Tips and Tricks for Using Zoom

  1. Use the AKO |  LEARN Tool for Creating Zoom Tutorials

It is best to use the AKO | LEARN tool for creating Zoom tutorials for a variety of reasons. One of these is having the Zoom logo automatically being placed next to the link on the Learn page:

 

 

Another reason is that when you use the AKO | LEARN tool many of the default settings are those that you would typically want for a tutorial – which saves time.

  1. Creating Co-Hosts for Zoom Tutorials

When you are creating a Zoom tutorial don’t forget to create some co-hosts for the session just in case you are not able to host the session.

For example, if the course has two (2) lecturers and four (4) tutors, making all six (6) of these people co-hosts would allow any of them to run any of the sessions if the designated person was not able to. When logging into Zoom, make sure you are using the correct account (e.g. work vs. personal) to make sure you have the right access.

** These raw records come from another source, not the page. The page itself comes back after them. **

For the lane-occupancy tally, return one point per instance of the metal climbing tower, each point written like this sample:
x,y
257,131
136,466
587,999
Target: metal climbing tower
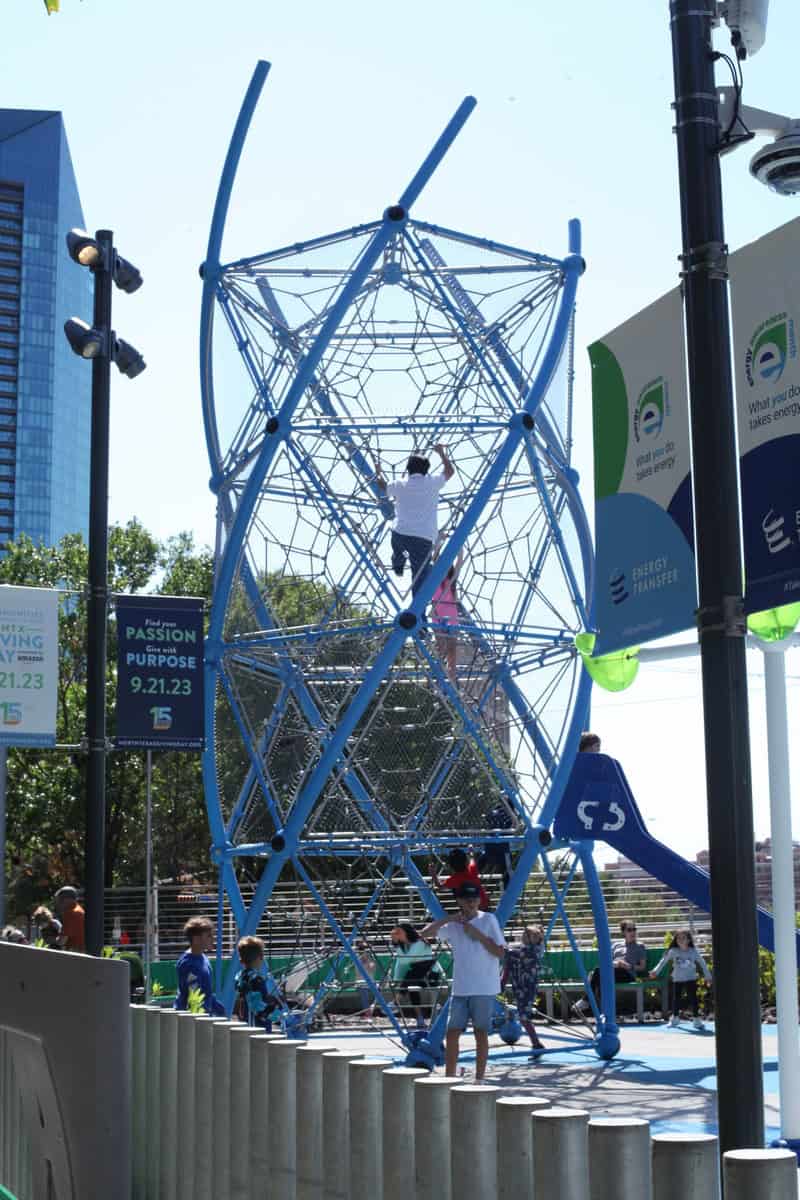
x,y
342,750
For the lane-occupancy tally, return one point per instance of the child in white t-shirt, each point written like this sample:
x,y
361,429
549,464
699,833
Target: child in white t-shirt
x,y
479,947
415,514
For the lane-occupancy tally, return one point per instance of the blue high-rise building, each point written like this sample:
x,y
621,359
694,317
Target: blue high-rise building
x,y
44,390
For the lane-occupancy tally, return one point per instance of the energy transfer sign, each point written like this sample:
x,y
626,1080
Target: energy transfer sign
x,y
29,666
765,299
160,673
645,585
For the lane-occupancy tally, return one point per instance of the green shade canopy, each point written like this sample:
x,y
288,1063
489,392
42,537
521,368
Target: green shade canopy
x,y
774,624
613,672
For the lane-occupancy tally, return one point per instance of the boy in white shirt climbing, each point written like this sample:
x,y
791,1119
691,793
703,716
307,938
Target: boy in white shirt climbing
x,y
479,947
415,514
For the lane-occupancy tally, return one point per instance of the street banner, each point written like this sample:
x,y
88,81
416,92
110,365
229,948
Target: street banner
x,y
765,303
29,666
160,673
645,585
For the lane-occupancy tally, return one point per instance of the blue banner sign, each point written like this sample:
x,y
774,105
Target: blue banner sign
x,y
765,301
160,673
643,501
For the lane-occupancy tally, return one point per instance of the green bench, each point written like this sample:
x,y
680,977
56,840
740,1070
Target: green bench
x,y
561,976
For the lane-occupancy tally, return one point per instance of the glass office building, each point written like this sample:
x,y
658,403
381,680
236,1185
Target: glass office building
x,y
44,389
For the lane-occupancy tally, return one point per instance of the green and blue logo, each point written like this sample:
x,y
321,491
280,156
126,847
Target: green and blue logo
x,y
770,347
651,408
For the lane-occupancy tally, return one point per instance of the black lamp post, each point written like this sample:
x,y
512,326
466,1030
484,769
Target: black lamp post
x,y
100,345
721,613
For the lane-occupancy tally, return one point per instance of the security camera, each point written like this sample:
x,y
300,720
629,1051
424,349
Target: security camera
x,y
777,163
746,19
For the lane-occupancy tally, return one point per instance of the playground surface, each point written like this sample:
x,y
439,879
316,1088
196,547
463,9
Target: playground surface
x,y
661,1074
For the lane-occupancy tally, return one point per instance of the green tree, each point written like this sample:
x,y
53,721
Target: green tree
x,y
46,792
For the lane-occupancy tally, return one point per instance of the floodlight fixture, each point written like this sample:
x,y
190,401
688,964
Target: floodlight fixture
x,y
85,341
128,360
83,249
126,276
746,19
777,163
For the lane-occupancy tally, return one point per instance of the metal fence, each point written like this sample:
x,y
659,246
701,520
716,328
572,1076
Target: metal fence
x,y
294,923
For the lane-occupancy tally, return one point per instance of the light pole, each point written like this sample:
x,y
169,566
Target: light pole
x,y
98,343
721,613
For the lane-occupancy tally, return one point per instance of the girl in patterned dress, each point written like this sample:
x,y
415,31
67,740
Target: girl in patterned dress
x,y
522,969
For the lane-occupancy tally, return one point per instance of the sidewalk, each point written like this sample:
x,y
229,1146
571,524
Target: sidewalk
x,y
662,1074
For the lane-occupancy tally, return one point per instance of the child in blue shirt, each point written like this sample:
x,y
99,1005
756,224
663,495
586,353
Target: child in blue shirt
x,y
257,1000
193,967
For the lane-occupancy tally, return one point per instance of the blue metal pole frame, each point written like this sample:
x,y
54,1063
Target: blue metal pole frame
x,y
238,514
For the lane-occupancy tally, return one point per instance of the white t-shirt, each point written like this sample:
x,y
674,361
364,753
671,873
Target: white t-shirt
x,y
415,505
475,971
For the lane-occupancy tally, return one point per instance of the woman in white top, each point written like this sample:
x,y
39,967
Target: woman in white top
x,y
685,960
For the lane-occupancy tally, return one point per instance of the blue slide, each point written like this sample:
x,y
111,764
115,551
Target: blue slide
x,y
599,805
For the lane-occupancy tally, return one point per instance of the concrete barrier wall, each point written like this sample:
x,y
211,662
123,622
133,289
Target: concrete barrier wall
x,y
65,1075
228,1113
323,1123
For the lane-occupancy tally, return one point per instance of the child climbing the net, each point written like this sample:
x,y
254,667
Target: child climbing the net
x,y
256,999
521,970
444,607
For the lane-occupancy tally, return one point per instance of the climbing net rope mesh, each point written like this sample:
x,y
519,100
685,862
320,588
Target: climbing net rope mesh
x,y
439,345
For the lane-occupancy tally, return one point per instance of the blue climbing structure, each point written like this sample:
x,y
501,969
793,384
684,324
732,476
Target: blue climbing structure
x,y
341,748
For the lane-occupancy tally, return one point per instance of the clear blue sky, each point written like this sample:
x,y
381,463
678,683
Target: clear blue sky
x,y
573,119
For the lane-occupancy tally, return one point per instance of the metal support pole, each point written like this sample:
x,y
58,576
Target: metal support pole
x,y
721,623
97,605
148,879
786,947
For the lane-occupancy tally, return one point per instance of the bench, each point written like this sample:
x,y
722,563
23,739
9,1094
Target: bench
x,y
561,972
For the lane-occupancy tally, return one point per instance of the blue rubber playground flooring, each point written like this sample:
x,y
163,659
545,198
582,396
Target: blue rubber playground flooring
x,y
662,1074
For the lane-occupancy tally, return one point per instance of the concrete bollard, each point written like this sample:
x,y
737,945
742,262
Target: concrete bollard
x,y
516,1145
759,1175
169,1102
619,1159
139,1102
203,1029
154,1102
221,1109
473,1140
366,1129
282,1086
259,1127
432,1137
336,1123
240,1114
398,1132
685,1165
561,1153
185,1147
308,1101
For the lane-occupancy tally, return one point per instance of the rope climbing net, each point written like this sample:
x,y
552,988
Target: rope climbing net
x,y
354,736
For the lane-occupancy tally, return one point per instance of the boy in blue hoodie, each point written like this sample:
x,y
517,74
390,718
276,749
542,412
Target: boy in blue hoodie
x,y
193,967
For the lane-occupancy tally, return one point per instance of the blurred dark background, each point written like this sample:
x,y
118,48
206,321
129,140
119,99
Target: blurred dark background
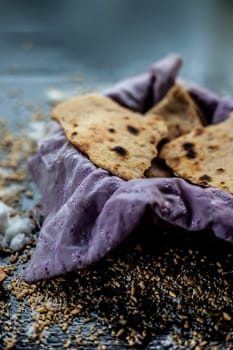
x,y
106,40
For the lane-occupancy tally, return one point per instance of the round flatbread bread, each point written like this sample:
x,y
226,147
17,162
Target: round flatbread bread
x,y
113,137
204,156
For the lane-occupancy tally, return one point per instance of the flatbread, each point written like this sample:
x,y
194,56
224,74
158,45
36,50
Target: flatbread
x,y
113,137
158,168
204,156
179,111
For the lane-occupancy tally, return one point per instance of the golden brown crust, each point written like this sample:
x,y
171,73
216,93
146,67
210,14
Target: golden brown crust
x,y
113,137
204,156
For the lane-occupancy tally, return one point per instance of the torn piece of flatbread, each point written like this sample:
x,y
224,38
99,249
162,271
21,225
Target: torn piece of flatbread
x,y
179,111
204,156
114,138
158,168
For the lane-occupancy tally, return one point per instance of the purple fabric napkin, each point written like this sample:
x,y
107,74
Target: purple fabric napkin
x,y
88,212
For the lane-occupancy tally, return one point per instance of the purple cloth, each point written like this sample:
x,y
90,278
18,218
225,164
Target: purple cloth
x,y
215,108
88,212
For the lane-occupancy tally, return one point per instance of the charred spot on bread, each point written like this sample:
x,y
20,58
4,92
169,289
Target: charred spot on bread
x,y
120,151
132,130
189,148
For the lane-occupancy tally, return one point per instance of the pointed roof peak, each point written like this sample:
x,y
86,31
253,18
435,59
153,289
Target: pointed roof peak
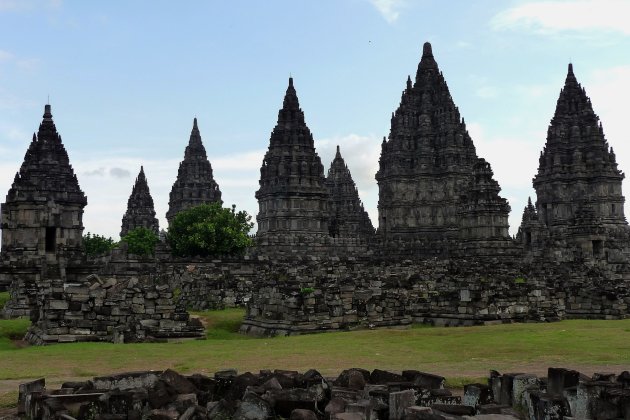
x,y
427,62
47,113
426,50
290,98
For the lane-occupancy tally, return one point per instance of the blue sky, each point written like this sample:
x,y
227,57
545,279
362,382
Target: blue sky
x,y
126,79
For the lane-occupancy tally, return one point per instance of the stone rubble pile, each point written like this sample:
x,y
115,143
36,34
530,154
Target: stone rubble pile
x,y
108,310
356,394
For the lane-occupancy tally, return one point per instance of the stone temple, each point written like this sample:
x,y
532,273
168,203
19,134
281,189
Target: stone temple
x,y
441,253
195,183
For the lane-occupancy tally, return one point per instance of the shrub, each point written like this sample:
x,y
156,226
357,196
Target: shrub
x,y
209,229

  1. Adding a mobile feed to your labs/demonstrations

Are you facilitating a hands-on demonstration and struggling to engage remote learners? Adding a mobile video feed alongside your laptop webcam feed can boost the interaction and engagement for learners that aren’t there to see it in person. Check out the eLearning Help for Staff section here:

https://learn.canterbury.ac.nz/mod/book/view.php?id=2023847&chapterid=15827

  1. Using a Kahoot! Quiz to See Where Students Are

If you have students joining a Zoom session, consider using a Kahoot! Quiz (or similar) at the start of the session that includes a question that asks the students what their location is.

For example, if you are doing a live streamed lecture with some of the students attending in person, include a question in a quiz at the start of the lecture that is like this:

Where are you?

  1. In the lecture in front of you
  2. Somewhere else at UC
  3. Somewhere else in Christchurch
  4. Somewhere else in New Zealand
  5. Country A
  6. Country B
  7. Somewhere else on planet earth
  8. On another planet

The responses will give you a sense of where people are, and for students that are not present in person it is acknowledging their presence

  1. Show and Tell Sessions in Zoom Tutorials

An issue experienced by many people is students not turning on their cameras in Zoom based tutorials. On technique that can work is having a “show and tell” time at the start of the session where students are asked to do or show something on camera.

This doesn’t need to be content related, with some examples including “wear a (silly) hat” and “show me your pet”.